Elaborado pela equipe do JusClima2030 em 9 de julho de 2025
  • Contexto da ação: A ação ministerial, consubstanciada nesta Ação Civil Pública, é guiada pelo entendimento do Supremo Tribunal Federal de que a incolumidade do meio ambiente não pode ser comprometida por interesses empresariais nem depender de motivações meramente econômicas. A atividade econômica, segundo a Constituição Federal (art. 170, VI), está subordinada à “defesa do meio ambiente”, que abrange os meios ambientes natural, cultural, artificial e laboral. O princípio do desenvolvimento sustentável busca o equilíbrio entre as exigências da economia e da ecologia, subordinado à preservação do meio ambiente como um direito fundamental para as presentes e futuras gerações. Diante do cenário preocupante de desmatamento crescente na Amazônia desde 2012, e da impossibilidade do IBAMA e do ICMBio de compelir materialmente o infrator a recuperar a área degradada, surgiu o Projeto “Amazônia Protege”. Este projeto é um esforço conjunto da 4ª Câmara do Ministério Público Federal e de diversos membros, com o objetivo de buscar a reparação do dano ambiental causado por desmatamentos na Amazônia, a retomada das áreas, o compromisso público do MPF de ajuizar ações civis públicas para futuros desmatamentos, a apresentação de uma ferramenta pública para identificação e controle das áreas desmatadas (para evitar seu uso econômico), e a prevenção da regularização fundiária de áreas recentemente desmatadas ilegalmente. Nesta fase, as ações são propostas contra os responsáveis por desmatamentos ilegais iguais ou superiores a 60 hectares ocorridos nos anos de 2020, 2021 e 2022. O projeto visa obter a tutela do Poder Judiciário para promover a responsabilização ambiental civil dos infratores, buscando reduzir a sensação de impunidade.
  • Narrativa fática: A presente Ação Civil Pública busca a responsabilização pela reparação dos danos decorrentes do desmatamento ilícito de um total de 861,03 hectares perpetrado no Município de LÁBREA, o qual foi detectado pelos sistemas oficiais e realizado sem autorização do órgão ambiental estadual. Segundo órgão da ONU, o surto de coronavírus é reflexo da degradação ambiental, pois doenças transmitidas de animais para humanos aumentam à medida que habitats selvagens são destruídos pela atividade humana. O projeto PRODES/INPE monitora o desmatamento por corte raso na Amazônia Legal desde 1988, e seus dados são considerados confiáveis por cientistas. O desmatamento esteve em queda até 2012, mas voltou a crescer desde então, incluindo dentro das unidades de conservação federais. O Ministério Público Federal, o IBAMA e o ICMBio não podem compelir materialmente o infrator a recuperar a área desmatada, o que desmoraliza o poder de polícia dos órgãos ambientais federais.

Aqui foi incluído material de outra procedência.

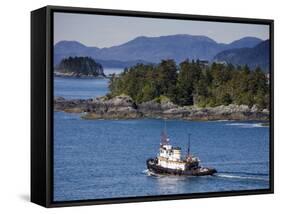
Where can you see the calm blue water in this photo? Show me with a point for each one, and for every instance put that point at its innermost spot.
(79, 88)
(106, 158)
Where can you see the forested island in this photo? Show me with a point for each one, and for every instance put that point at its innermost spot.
(193, 83)
(191, 91)
(79, 67)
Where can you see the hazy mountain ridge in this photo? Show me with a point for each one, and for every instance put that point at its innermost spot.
(151, 49)
(257, 56)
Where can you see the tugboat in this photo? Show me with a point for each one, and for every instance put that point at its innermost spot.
(170, 162)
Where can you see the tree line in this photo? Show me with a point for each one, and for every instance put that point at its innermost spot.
(193, 83)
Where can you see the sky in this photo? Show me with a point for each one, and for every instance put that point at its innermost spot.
(106, 31)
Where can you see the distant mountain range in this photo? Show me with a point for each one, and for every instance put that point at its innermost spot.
(258, 56)
(152, 49)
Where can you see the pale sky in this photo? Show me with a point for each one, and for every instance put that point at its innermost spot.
(106, 31)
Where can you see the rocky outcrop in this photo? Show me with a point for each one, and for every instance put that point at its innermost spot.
(123, 107)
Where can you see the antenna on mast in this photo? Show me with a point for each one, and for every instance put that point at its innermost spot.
(188, 146)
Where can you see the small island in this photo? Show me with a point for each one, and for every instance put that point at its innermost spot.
(81, 67)
(190, 91)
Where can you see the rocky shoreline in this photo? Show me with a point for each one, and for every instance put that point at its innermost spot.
(123, 107)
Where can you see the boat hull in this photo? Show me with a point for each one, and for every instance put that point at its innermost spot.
(153, 167)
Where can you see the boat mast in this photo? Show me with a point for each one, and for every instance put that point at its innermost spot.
(188, 146)
(164, 136)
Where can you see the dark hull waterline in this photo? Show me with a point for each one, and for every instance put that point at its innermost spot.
(153, 167)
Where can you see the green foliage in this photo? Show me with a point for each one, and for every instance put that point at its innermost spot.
(192, 83)
(80, 66)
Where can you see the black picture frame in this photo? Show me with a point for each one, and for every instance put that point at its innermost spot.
(42, 105)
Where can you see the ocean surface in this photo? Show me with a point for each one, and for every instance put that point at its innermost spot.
(96, 159)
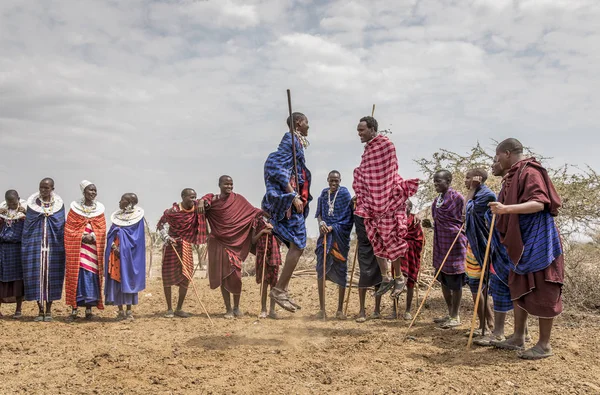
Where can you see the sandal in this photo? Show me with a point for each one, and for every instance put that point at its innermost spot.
(488, 341)
(399, 286)
(451, 323)
(476, 333)
(182, 314)
(293, 303)
(384, 287)
(505, 345)
(282, 300)
(535, 353)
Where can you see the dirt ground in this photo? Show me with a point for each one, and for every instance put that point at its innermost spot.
(295, 354)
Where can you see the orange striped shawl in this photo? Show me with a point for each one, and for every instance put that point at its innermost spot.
(74, 229)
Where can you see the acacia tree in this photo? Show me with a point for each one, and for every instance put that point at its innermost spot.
(579, 189)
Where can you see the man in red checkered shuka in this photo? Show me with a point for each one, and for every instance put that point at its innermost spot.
(380, 215)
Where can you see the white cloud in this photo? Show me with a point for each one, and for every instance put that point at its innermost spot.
(154, 96)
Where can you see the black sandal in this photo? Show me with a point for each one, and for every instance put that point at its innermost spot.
(384, 287)
(399, 286)
(282, 300)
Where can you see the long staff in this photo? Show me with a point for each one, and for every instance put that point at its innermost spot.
(324, 268)
(193, 286)
(433, 281)
(351, 278)
(355, 253)
(481, 279)
(262, 283)
(292, 132)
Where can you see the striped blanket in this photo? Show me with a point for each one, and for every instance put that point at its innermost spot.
(43, 250)
(81, 255)
(288, 225)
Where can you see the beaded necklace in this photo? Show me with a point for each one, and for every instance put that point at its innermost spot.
(331, 203)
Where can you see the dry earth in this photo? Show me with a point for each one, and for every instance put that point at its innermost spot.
(296, 354)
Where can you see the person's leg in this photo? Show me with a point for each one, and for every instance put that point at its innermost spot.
(455, 307)
(263, 299)
(409, 297)
(518, 338)
(321, 313)
(168, 297)
(18, 307)
(447, 298)
(341, 294)
(499, 321)
(182, 294)
(362, 296)
(377, 311)
(227, 299)
(236, 306)
(291, 260)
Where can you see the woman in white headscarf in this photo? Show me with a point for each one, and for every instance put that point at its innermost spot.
(85, 240)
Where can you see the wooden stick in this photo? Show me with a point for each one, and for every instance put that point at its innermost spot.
(193, 286)
(481, 279)
(395, 299)
(292, 127)
(262, 282)
(433, 281)
(324, 269)
(351, 278)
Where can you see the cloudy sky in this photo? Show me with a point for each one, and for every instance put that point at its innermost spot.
(155, 96)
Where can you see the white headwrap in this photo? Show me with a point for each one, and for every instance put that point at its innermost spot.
(84, 184)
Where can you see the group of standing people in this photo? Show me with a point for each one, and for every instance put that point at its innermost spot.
(40, 248)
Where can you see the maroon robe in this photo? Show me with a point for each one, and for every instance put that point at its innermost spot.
(231, 219)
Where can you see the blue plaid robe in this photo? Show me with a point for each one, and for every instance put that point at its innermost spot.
(341, 221)
(277, 201)
(541, 242)
(11, 268)
(31, 250)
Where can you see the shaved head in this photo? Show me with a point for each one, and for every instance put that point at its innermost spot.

  • Como prova de materialidade: A prova apresentada consiste em documentos e perícia realizada pelo corpo técnico do Ministério Público Federal (laudo com código apgr00272496114), que delimita as áreas desmatadas na Amazônia e indica os possíveis responsáveis. Essa prova utiliza tecnologia geoespacial, confrontando imagens de áreas desmatadas com informações divulgadas por órgãos oficiais, para constatar desmatamentos ilegais de 60 hectares ou mais e vincular o titular da área. Essa tecnologia é considerada a mais forte existente para casos de desmatamento, identificando com “precisão cirúrgica” a área e sua extensão, e é pública para uso do réu em sua defesa. A Resolução 433/2021 do Conselho Nacional de Justiça, em seu Art. 11, permite aos magistrados considerar provas produzidas por sensoriamento remoto ou satélite em ações judiciais ambientais. Diante dessa prova pré-constituída e da responsabilidade objetiva pelo dano ambiental, infere-se a necessidade de inversão do ônus da prova desde o início do processo.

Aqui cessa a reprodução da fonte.